Arguably, one starting point of game theory is the idea of a zero-sum game. Ordinary games such as chess have a winner and a loser. Games such as poker, exchange money from the losers to the winner. Of course game theory extends the concept of zero-sum games dramatically to situations that are far more general than recreational games. Still, the idea of a zero-sum game separates the class of all games into two distinct camps: those which are essentially competitive and zero-sum and those that have elements of cooperation in which the total value of the game may grow or diminish. In this regard, constant-sum games are considered to be essentially like the zero-sum games except one can imagine that the two sides agree on some tribute that is exchanged, which lies outside the rules of the game.

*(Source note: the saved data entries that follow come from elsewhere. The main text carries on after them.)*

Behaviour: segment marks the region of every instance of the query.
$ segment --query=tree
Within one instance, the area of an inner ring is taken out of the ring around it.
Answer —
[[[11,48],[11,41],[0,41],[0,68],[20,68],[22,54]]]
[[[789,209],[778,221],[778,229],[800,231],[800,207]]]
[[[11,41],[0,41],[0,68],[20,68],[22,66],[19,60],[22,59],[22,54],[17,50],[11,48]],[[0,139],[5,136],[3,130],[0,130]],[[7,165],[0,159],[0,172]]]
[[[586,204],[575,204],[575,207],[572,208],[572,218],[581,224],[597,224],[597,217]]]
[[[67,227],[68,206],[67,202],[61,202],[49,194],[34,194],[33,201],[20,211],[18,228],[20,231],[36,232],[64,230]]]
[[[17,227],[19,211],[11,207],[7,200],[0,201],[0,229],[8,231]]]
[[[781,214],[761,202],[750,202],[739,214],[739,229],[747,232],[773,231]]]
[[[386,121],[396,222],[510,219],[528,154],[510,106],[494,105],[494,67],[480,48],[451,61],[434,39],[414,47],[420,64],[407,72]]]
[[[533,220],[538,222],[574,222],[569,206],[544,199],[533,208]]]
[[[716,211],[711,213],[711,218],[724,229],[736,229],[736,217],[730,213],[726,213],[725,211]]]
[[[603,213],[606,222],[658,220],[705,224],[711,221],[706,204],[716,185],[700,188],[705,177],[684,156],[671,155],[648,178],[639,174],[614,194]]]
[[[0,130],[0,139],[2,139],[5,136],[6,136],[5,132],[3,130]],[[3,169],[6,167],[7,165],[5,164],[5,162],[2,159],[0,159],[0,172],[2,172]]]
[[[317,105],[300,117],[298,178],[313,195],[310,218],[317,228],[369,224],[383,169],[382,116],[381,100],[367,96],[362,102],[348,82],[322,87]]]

I argue that *decision process theory* has much in common with the theory of games so how does a zero-sum game manifest? Or more generally, how does a constant-sum game manifest? In some ways the question is difficult because game theory has a very specific notion of utility, which has been modified in *decision process theory*. There are several concepts that might play the role of value, from components of the payoff matrix to the concept of preferences that underlie strategy choices. What is clear however about the concept of a zero-sum game is that something must be conserved. There must be some attribute of the decision process that is unchanged; some attribute whose value has no impact on the strategic choices being made. The most appealing approach to me is to associate such a conserved quantity with a collective strategy that is inactive. Such a collective strategy represents a collective preference whose value plays no role in the strategic outcomes. One such collective strategy would be, in some frame of reference, the sum of the strategies of all the players. Interestingly enough, the sum of such strategies in game theory is also a constant.

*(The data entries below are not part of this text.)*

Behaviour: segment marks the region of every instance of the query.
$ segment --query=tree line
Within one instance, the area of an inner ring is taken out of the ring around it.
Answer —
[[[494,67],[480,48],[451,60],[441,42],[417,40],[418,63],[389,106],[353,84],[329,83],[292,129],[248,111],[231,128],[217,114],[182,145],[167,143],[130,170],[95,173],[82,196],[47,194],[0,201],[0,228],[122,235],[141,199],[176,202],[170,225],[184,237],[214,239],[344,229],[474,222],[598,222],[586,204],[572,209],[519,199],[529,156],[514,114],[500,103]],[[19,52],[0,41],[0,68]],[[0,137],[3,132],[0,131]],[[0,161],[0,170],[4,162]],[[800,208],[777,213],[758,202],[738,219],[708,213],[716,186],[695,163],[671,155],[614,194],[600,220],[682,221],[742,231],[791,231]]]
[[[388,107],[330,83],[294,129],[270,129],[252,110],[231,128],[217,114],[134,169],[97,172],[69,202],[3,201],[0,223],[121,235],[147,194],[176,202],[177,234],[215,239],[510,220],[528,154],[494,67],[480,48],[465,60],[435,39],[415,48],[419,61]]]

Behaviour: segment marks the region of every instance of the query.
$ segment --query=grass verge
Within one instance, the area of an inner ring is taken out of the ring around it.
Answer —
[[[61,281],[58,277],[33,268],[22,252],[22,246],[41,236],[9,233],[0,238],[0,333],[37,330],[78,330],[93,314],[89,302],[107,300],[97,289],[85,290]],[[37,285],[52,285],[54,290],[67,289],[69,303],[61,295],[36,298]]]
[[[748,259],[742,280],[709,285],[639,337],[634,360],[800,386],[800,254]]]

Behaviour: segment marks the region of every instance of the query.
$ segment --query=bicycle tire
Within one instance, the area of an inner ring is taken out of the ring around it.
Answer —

The concept of a collective strategy being inactive is not quite the same thing however as saying that such a strategy is totally invisible. We have to examine in more detail what is meant by a strategy playing no strategic role. In game theory, this means that the fixed point, the equilibrium point, does not depend on the value of that strategy. In *decision process theory*, this means that there is a conserved momentum associated with that collective strategy which is conserved. The conservation law is set by the initial conditions. If there is a great deal of initial inertia for example, the decision system will behave quite differently than if there is very little initial inertia. These differences are not seen in game theory: zero sum games are characterized solely by their payoffs, so that two games with the same payoffs should behave identically. I think this makes sense in *decision process theory* as well when you are at a fixed point. However the behavior around that fixed point should depend on the conserved quantities. Metaphorically, if the system circles the fixed point you should perceive differences depending on the amount of angular momentum the system has, even though that angular momentum is conserved.

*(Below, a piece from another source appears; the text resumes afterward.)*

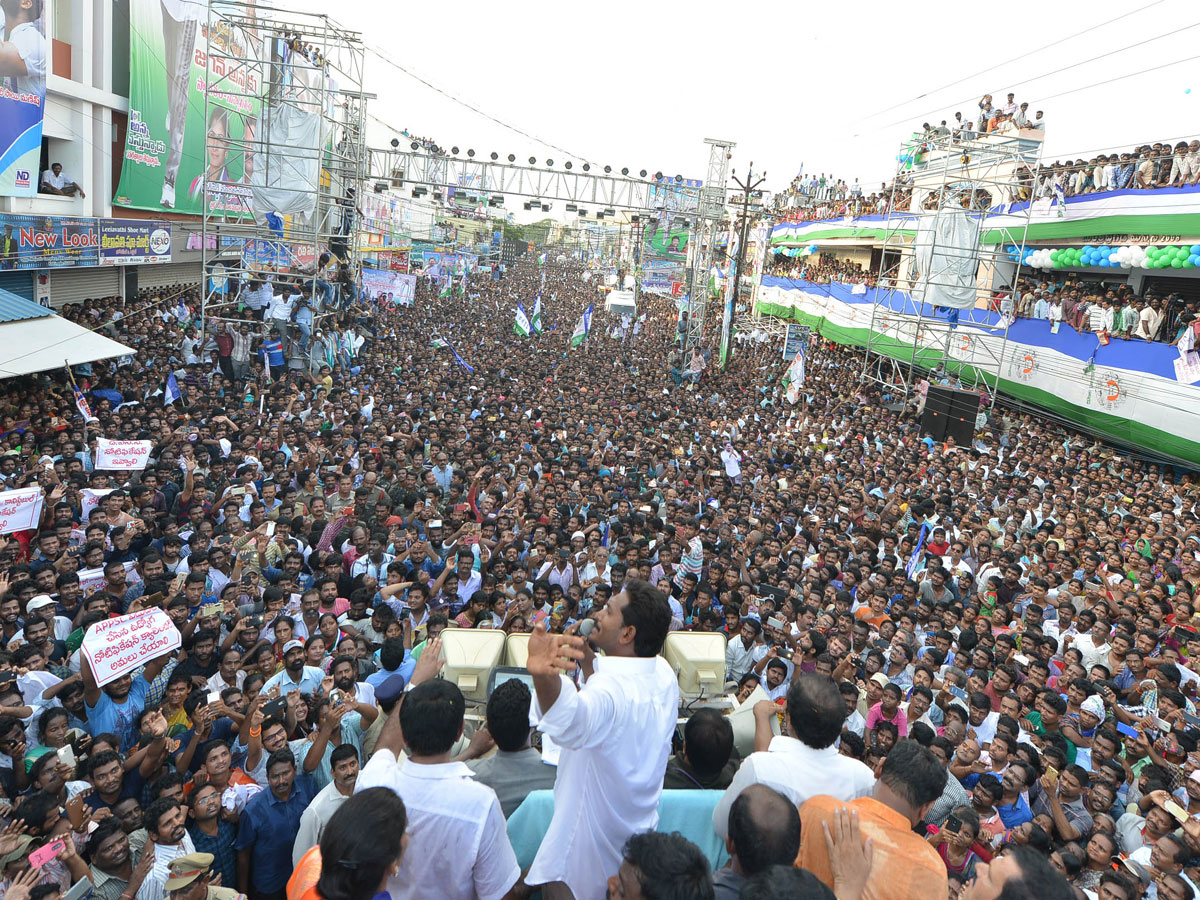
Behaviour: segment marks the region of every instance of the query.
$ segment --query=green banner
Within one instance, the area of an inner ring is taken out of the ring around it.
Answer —
[[[257,40],[198,0],[130,0],[129,33],[129,125],[113,205],[200,215],[207,175],[210,213],[248,214],[247,142],[262,110]]]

How does one identify these conserved quantities? In game theory one identifies games for example in which the payoffs sum to zero or to a constant. These systems are competitive in that what one person wins the other players lose in such a way that exactly compensates the win. Thus competition is one way of identifying situations in which there is a conserved collective strategy. I have argued in *decision process theory* that a conservation law occurs in societal situations in which there is an established code of conduct to which all players adhere. Let us call such a code of conduct an ** effective code of conduct**. A competitive situation could, by a slight stretch, also be considered an

*effective code of conduct*. All players agree that the rules of the game are that whatever one person gains, the remaining players must provide compensation. I suggest that the conserved quantity must depend in some way on the amount that is exchanged. The more value exchanged, the more risk and hence the more interesting the dynamics required to hold such a process near some equilibrium value. Indeed, this may not be possible and the process may be unstable and fly apart, still maintaining these conservation rules.

I don’t have a strong argument from game theory about what these conserved quantities should be. However from *decision process theory*, I do have a strong argument: there is a unique quantity identified whenever one has identified an inactive strategy. In physical theories this is the momentum, which in Newtonian theories is the product of the mass and the velocity along that direction. In other words, the inertial mass plays a role as well as the velocity. In more general geometries such as we consider for *decision process theory*, the momentum still has the same qualitative property. I argue that the momentum is the “value” that we should identify with the game theory notion of a constant-sum game. I go from a direction that provides an *effective code of conduct* to the identification of a value whose sum is conserved; whose sum is constant independent of any and all dynamic interactions. In this way we have generalized what it means for a process to be zero-sum.

The zero-sum value is really that the sum of the time components of the payoff, the “electric field components,” is zero. This is a direct consequence of the *decision effort scale* being inactive. Consider a different scenario in which all of the relative player preferences are inactive; only the player efforts are active. In this case, for each player, the time components of the electric fields would be equal. Moreover, we could require that there be no closed loop current flows in the player subspace, which would imply no “magnetic fields” orthogonal to the player subspace. This is the requirement of no self-payoffs or factions. Such a model has much in common with the voting game in game theory.